A more detailed description of risks and uncertainties may be found in CBIZ’s Annual Report on Form 10-K for the year ended December 31, 2004. CBIZ undertakes no obligation to publicly update forward-looking statements, whether as a result of new information, future events or otherwise. You are advised, however, to consult any further disclosures we make on related subjects in the quarterly, periodic and annual reports we file with the SEC. This discussion is provided as permitted by the Private Securities Litigation Reform Act of 1995.

Item 3. Quantitative and Qualitative Disclosures About Market Risk

CBIZ’s floating rate debt under its credit facility exposes the Company to interest rate risk. A change in the Federal Funds Rate, or the Reference Rate set by the Bank of America, would affect the rate at which CBIZ could borrow funds under its credit facility.

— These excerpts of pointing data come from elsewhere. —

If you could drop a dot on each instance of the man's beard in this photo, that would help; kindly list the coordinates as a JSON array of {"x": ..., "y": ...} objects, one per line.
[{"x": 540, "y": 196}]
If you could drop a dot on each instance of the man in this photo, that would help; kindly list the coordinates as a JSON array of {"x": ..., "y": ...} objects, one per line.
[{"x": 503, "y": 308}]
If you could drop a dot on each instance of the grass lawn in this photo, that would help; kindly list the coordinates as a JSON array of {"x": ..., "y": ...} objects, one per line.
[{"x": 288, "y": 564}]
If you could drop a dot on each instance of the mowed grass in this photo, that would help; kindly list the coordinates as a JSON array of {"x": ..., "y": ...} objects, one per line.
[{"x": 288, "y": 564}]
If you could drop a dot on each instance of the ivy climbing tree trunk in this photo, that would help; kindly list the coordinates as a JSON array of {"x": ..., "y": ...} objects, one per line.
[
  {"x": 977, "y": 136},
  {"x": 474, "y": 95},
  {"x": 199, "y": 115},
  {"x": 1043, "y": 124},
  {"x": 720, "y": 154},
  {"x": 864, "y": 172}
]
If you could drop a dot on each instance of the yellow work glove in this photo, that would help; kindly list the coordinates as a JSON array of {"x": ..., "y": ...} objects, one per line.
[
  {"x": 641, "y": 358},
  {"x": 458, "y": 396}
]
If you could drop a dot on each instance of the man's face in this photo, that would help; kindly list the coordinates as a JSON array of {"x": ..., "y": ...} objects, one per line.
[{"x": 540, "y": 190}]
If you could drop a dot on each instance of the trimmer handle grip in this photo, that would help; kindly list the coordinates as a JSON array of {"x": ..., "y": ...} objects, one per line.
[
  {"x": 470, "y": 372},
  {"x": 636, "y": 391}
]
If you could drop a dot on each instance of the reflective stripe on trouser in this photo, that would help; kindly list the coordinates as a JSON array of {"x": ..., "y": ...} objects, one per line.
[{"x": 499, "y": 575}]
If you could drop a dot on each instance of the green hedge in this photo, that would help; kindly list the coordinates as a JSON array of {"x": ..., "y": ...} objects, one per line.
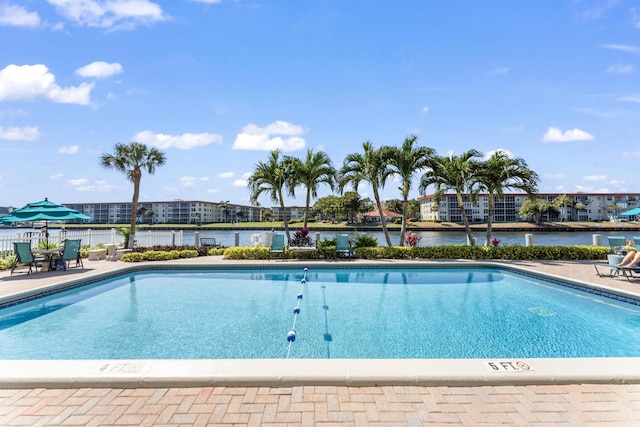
[
  {"x": 158, "y": 255},
  {"x": 560, "y": 253},
  {"x": 563, "y": 253}
]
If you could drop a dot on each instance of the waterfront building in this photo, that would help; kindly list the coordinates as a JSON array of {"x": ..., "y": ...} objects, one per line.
[
  {"x": 167, "y": 212},
  {"x": 293, "y": 212},
  {"x": 597, "y": 207}
]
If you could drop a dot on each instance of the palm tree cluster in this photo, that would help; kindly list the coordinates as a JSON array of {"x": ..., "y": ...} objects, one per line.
[{"x": 466, "y": 173}]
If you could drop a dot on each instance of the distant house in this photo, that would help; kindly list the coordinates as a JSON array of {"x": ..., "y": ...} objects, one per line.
[{"x": 374, "y": 216}]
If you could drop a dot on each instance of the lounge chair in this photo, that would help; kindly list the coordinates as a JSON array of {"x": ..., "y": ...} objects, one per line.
[
  {"x": 25, "y": 256},
  {"x": 616, "y": 241},
  {"x": 71, "y": 252},
  {"x": 616, "y": 270},
  {"x": 277, "y": 245},
  {"x": 343, "y": 246}
]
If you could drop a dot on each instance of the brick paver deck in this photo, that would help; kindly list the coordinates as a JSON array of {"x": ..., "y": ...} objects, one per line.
[{"x": 533, "y": 405}]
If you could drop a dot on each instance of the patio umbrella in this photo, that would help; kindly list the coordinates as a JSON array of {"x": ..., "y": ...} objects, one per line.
[
  {"x": 634, "y": 211},
  {"x": 43, "y": 211}
]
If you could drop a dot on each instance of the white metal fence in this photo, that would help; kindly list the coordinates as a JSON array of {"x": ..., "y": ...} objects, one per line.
[{"x": 93, "y": 238}]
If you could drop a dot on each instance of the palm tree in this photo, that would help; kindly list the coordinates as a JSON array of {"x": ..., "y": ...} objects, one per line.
[
  {"x": 224, "y": 205},
  {"x": 372, "y": 167},
  {"x": 452, "y": 173},
  {"x": 316, "y": 169},
  {"x": 499, "y": 173},
  {"x": 272, "y": 177},
  {"x": 131, "y": 159},
  {"x": 404, "y": 162}
]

If market interest rates were to increase or decrease immediately and uniformly by 100 basis points from the levels at March 31, 2005, interest expense would increase or decrease by approximately $0.7 million annually.

CBIZ does not engage in trading market risk sensitive instruments. CBIZ has used interest rate swaps to manage the interest rate mix of its credit facility and related overall cost of borrowing. Interest rate swaps involve the exchange of floating for fixed rate interest payments to effectively convert floating rate debt into fixed rate debt based on a one, three, or six-month U.S. dollar LIBOR. Interest rate swaps allow CBIZ to maintain a target range of fixed to floating rate debt. Management will continue to evaluate the potential use of interest rate swaps as it deems appropriate under certain operating and market conditions.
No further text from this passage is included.